Como quem não quer nada, comecei a juntar notícia de fila no Rio. No Rio, em São Paulo, em Minas, por aí afora. Antes de ler no jornal, dei pra prestar atenção nas filas que vou encontrando pelo caminho. São tantos os casos que nem dá pra escolher uns poucos e mostrar como sofre o brasileiro desse mal da espera. Já nem falo da fila que chega a ser mortal. Estou pensando na fila que está por toda parte, monótona, enfadonha, nos bancos, nos correios. Na repartição pública.

Se a fila está diante de um hospital, e como tem!, já traz uma nota mais dolorosa. A demora aí é cruel. E quem está na fila tem uma ponta de oblação. A mãe pobre de filho ao colo, o velho trêmulo, o jovem de perna engessada, um atrás do outro a manada espera, resignada. Aquela mocinha ali, se abrir a boca, não vai falar. Vai balir. Mansos cordeirinhos sacrificais.

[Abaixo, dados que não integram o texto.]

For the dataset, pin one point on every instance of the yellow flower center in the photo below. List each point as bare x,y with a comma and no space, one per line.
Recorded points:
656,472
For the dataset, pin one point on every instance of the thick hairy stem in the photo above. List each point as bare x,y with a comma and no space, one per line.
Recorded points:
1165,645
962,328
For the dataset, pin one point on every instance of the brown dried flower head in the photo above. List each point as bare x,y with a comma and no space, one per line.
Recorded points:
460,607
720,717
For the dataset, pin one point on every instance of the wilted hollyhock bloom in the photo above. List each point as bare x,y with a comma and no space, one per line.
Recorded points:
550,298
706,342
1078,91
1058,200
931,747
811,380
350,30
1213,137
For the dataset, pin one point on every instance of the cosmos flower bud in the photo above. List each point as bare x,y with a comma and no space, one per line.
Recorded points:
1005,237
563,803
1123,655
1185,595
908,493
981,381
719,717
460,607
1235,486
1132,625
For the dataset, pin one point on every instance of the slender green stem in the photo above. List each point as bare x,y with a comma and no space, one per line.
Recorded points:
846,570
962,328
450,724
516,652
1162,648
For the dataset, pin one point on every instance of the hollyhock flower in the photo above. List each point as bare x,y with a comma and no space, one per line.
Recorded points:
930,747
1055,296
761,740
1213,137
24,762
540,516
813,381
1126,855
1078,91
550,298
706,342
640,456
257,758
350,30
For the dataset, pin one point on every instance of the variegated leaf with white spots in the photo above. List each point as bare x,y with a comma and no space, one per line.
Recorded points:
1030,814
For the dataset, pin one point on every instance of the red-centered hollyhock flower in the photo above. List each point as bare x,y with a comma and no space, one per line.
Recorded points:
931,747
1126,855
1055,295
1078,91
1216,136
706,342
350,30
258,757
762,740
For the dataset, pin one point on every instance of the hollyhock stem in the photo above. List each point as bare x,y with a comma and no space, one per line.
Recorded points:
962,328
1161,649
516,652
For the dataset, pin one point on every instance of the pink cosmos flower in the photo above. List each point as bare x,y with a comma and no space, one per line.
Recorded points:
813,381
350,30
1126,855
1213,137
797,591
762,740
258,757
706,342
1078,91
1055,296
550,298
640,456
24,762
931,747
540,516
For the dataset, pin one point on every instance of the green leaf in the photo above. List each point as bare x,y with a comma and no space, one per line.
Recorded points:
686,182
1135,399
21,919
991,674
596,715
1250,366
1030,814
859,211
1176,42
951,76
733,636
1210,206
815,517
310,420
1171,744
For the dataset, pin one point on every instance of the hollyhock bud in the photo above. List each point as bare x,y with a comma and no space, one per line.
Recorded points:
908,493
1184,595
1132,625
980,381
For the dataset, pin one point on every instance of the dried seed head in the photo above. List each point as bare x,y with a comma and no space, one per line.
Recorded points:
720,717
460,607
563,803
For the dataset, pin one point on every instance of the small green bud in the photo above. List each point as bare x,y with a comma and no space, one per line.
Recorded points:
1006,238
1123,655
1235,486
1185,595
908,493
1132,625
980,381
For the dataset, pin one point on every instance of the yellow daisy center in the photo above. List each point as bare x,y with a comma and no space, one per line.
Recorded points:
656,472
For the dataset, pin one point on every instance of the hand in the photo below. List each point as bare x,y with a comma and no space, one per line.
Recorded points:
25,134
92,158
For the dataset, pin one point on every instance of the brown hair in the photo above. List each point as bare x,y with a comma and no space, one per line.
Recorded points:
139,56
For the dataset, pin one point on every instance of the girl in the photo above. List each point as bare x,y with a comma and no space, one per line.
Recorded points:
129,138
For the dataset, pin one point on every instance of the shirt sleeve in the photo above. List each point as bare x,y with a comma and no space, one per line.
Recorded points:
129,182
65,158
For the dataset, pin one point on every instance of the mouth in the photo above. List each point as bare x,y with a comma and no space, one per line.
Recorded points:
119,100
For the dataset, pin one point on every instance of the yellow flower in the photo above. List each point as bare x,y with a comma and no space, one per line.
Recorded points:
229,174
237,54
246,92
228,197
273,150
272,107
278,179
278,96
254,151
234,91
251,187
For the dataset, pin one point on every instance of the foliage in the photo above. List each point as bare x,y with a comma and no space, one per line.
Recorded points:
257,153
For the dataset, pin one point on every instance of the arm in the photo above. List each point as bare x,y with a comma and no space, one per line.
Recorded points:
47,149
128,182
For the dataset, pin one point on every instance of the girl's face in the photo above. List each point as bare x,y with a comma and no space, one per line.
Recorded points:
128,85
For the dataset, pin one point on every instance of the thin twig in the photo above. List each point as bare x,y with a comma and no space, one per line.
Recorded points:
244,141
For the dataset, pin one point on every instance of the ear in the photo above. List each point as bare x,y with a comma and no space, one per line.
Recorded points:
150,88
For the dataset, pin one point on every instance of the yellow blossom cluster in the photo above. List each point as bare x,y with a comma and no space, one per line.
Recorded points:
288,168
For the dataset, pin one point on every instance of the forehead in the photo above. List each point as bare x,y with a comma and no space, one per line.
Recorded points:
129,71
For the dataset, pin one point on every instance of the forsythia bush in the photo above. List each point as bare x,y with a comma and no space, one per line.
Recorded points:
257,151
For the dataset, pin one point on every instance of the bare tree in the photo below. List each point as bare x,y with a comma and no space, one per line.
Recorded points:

Na minha cabeça, ou no meu coração?, as palavras dão voltas gratuitas. Quem espera sempre alcança. Esperar, esperança, a raiz é a mesma. Uma das três virtudes teologais. Será que não dá pra eliminar essas filas? Por que se diz fila indiana? À primeira vista me ocorre a associação com a Índia. Paradeiro de multidão submissa. A espera que dura uma eternidade, no ritmo da ruminação vacum. Os olhos, olhos de quem olha pra dentro, sem horizonte.

Mas indiana no caso nada tem a ver com a Índia. A fila indiana é nossa. Autóctone. Vem da maneira de caminharem os índios, em fileira, no bosque ou na floresta. Originalmente até que tem um toque aprazível. Inocentemente ecológico. Antes eu pensava que devia ser por causa do Exército. Vem do francês, a palavra. Fila de dois em dois, serviço militar. A disciplina do universo concentracionário. A fila indiana é de um em um, cabisbaixa. Marca passo, passo a passo. De pé, imóvel.

Até no Rio, uma cidade buliçosa, as filas são uma tênia de melancolia. Pode ser pro Carnaval, ou pra ver um show. É taciturna, a fila. Se fila de boi dá aquele aperto no coração, que dizer de tanta fila de gente?, e gente humilde. A fila coleia como serpente, ao sol, à chuva, cedinho e até à noite. O guichê está longe como o céu. Tanta exigência, tanto papel! E o sim acaba com gosto de não.